Printed Electronics (PE) feature distinct and remarkable characteristics that make them a prominent technology for achieving true ubiquitous computing. This is particularly relevant in application domains that require conformal and ultra-low cost solutions, which have experienced limited penetration of computing until now. Unlike silicon-based technologies, PE offer unparalleled features such as non-recurring engineering costs, ultra-low manufacturing cost, and on-demand fabrication of conformal, flexible, non-toxic, and stretchable hardware. However, PE face certain limitations due to their large feature sizes, that impede the realization of complex circuits, such as machine learning classifiers. In this work, we address these limitations by leveraging the principles of Approximate Computing and Bespoke (fully-customized) design. We propose an automated framework for designing ultra-low power Multilayer Perceptron (MLP) classifiers which employs, for the first time, a holistic approach to approximate all functions of the MLP's neurons: multiplication, accumulation, and activation. Through comprehensive evaluation across various MLPs of varying size, our framework demonstrates the ability to enable battery-powered operation of even the most intricate MLP architecture examined, significantly surpassing the current state of the art.

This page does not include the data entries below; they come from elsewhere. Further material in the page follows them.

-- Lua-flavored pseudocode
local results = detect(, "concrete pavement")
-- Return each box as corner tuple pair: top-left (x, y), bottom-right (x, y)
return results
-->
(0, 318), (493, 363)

翻译：印刷电子技术凭借其独特而显著的特性，成为实现真正普适计算的重要技术，尤其适用于需要共形和超低成本解决方案的应用领域——这些领域至今仍鲜有计算技术的渗透。与硅基技术不同，印刷电子具备无重复工程成本、超低制造成本以及按需制造共形、柔性、无毒、可拉伸硬件等无与伦比的特性。然而，受限于较大特征尺寸，印刷电子在实现机器学习分类器等复杂电路时面临挑战。本研究通过融合近似计算与定制化（完全定制化）设计的原理，首次提出一种采用整体化方法近似处理多层感知器神经元全部功能（乘法、累加及激活）的自动化框架，用于设计超低功耗多层感知器分类器。针对不同规模的多层感知器进行的全面评估表明，本框架能够使最复杂的多层感知器架构实现电池供电运行，显著超越当前最先进技术水平。